Document what you did, when and why for any run?
Proof of invention around models?
Ability to capture and later re-initiate models?
Ability to share the results of the models with colleagues?
Ability to deploy models to the scientists desktop using the ELN?
As a modeler where would you see high value and use for an ELN?
Some diseases are associated with sequence variants - an 'A' instead of a 'T' in the case of sickle-cell disease - so looking for variants is a pretty common task, especially with sequencing data. Often that's the reason for the experiment in the first place. There are several common types of variants. Single Nuclueotide Polymorphisms (SNPs) are single basepair changes. A SNP may be innocuous (a synonymous SNP, also known as a silent mutation) or it may have a life-threatening impact, e.g., the translated protein now has a different amino acid (a missense SNP) or is prematurely truncated (a nonsense SNP). An indel (meaning an insertion or deletion) can cause either an extra or missing amino acid (if the length of the indel is a multiple of 3) or result in completely different amino acids (frameshift mutation). A third kind of variant is a Copy-Number Variation (CNV). A CNV indicates that there are either too many or too few copies of one or more regions of DNA, both can be problematic.
Okay, so let's assume we have a hypothesis that a disease we're studying is associated with one or more SNPs. How might we test that? Joining the wave of those adopting next gen sequencing, we could sequence healthy tissue and diseased tissue. Reads are short DNA sequences produced by sequencing machines. They can be paired, unpaired, base space, color space, ... Once we've got our reads, we map (align) the reads to a set of reference sequences using any of a number of programs. Next we compare the set of mapped reads' nucleotides at each reference sequence location to see if there are any single-basepair differences. Assuming we find SNPs, what might we conclude? We could check a SNP database, e.g., dbSNP, to see if the SNP is novel. We could use a viewer like GBrowse and investigate other annotations in the same location. For example, is a given SNP inside a gene region or upstream from it, potentially impacting the expression of the gene? We might find something really interesting.
Or we could have found nothing at all. Nada. Garbage. Why?
After starting with our tissue samples we went through several steps, including sequencing and a number of computations. Let's assume for now that the sequencing was perfect - bad assumption, but bear with me - and focus on the computations. Computer programs are implementations of algorithms or processing steps. Hence, programs can differ if either in the implementation (two ways of expressing the same thing) or the underlying algorithm (expressing two different things). Since variant analysis - and mapping and next gen sequencing, for that matter - is an active area for research, we really shouldn't expect that two programs would find exactly the same set of SNPs. Be kind of boring if that happened, actually.

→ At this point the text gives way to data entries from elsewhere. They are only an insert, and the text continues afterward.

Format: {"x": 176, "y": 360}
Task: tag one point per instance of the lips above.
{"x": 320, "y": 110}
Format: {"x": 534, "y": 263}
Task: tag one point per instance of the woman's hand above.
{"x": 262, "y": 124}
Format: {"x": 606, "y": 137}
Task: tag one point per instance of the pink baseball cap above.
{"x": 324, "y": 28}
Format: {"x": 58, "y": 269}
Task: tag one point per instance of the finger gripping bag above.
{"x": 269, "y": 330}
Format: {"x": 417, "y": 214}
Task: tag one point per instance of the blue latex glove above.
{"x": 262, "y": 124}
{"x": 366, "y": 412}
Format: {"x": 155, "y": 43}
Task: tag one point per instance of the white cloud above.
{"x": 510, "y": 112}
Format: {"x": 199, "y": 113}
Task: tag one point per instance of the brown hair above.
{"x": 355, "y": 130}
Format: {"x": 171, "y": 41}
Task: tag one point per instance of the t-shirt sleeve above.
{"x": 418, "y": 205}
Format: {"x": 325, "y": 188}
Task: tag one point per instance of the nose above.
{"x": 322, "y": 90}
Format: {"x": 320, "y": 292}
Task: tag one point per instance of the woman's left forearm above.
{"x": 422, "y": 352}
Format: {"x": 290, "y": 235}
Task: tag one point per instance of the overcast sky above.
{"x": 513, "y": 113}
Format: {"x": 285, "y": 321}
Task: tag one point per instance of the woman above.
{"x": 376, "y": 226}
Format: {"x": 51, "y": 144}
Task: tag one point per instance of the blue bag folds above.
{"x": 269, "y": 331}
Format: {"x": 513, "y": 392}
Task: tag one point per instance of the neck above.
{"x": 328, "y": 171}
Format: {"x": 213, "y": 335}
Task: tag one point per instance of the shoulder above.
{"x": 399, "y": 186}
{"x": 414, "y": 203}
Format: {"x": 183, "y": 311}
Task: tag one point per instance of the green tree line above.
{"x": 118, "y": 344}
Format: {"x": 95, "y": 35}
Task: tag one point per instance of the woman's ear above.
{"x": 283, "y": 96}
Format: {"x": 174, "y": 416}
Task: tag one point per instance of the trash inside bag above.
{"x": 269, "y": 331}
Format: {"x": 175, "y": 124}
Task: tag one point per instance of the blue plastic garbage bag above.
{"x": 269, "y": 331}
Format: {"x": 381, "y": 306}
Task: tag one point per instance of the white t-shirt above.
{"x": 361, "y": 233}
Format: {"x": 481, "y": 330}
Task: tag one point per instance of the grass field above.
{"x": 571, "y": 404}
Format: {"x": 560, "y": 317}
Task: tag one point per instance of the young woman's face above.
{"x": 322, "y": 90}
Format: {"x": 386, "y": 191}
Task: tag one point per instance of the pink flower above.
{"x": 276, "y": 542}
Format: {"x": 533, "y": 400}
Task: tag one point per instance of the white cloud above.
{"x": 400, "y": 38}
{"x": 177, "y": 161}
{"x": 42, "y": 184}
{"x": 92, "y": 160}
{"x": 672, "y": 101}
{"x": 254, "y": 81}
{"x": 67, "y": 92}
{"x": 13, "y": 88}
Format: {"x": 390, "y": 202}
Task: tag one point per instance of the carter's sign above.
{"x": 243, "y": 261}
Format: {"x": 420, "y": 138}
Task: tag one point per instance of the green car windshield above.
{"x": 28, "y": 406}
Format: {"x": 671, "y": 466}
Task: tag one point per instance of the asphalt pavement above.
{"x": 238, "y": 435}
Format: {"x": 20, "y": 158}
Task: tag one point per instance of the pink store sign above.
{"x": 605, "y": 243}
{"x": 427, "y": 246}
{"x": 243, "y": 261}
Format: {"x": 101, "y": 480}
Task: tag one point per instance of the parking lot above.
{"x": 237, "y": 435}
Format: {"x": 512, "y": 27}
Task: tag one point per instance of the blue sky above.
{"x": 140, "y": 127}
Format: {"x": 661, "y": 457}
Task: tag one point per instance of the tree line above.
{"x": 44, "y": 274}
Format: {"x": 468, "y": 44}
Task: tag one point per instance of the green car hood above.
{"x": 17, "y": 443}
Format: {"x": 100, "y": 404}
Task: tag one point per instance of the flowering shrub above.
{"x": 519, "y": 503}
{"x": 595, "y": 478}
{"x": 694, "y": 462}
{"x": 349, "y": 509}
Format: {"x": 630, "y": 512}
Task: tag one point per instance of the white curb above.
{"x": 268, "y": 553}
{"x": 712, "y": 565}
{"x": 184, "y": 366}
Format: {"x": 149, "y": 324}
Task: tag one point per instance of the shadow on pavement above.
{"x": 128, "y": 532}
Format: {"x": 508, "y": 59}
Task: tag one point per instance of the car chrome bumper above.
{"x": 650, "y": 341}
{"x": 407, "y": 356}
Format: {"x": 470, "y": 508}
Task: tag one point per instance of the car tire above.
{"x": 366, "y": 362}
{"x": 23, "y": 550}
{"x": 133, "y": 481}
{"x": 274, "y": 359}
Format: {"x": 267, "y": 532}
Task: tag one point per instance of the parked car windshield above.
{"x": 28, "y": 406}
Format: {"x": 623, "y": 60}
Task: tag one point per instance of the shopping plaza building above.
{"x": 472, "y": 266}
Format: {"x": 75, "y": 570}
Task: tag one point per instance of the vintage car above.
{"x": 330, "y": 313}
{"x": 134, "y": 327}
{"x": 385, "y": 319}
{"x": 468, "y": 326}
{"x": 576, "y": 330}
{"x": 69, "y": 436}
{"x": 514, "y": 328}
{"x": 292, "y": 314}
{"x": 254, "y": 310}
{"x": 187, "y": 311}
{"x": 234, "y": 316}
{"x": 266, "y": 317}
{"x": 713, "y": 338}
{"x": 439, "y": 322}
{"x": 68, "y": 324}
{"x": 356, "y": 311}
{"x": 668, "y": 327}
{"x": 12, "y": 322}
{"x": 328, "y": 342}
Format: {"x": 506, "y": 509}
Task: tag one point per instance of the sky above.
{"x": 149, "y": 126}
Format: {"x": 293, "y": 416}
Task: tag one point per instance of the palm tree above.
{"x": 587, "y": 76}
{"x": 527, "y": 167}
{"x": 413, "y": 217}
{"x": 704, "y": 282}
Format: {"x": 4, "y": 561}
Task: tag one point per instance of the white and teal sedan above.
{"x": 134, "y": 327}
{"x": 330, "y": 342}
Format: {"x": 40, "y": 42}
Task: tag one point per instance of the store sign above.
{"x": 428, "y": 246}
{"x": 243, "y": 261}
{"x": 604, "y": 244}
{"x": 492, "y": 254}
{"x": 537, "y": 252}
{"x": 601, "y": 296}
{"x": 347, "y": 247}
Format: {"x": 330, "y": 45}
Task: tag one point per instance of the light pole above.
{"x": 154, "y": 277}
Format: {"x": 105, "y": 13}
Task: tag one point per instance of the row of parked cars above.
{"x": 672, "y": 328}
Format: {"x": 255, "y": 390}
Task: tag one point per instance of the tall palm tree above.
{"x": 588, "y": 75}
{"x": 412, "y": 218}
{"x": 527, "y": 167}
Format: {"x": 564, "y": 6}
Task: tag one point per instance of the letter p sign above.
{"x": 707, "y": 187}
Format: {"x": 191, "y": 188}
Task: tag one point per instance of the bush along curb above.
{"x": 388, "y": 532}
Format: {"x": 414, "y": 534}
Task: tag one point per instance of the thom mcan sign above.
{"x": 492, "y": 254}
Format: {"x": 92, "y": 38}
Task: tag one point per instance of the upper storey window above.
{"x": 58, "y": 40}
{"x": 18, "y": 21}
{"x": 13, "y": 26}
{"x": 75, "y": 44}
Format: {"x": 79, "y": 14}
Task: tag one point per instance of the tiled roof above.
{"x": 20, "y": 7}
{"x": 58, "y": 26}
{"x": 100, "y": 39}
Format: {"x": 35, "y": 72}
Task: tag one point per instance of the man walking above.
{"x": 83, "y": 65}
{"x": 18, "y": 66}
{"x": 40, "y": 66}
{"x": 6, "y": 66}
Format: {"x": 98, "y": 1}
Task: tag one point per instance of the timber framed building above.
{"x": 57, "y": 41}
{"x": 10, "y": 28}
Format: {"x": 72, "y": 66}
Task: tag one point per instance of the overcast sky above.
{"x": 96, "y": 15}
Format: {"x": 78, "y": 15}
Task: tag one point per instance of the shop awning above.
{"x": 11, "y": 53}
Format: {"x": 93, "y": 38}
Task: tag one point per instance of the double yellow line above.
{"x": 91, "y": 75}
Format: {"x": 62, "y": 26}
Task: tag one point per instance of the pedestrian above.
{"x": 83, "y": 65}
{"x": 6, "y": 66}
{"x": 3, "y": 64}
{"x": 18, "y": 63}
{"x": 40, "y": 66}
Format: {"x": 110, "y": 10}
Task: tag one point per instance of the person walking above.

So, the SNPs we found may not have anything at all to do with our biological samples. Instead they may be mere artifacts of the calculation we performed. Arghh! What now?
A common technique is to perform the calculations more than once, using different programs. So, maybe we map the reads with both Bowtie and BWA. Or maybe we use several different SNP-calling programs. We can then compare the lists of SNPs we get and see which ones are found by all of the programs or by most of them or only a few or just one. If a SNP is only found in one list, does that mean it's bogus? Not necessarily. Maybe that particular algorithm is really good. So how do we know? Is this an art or a science? I think it's both.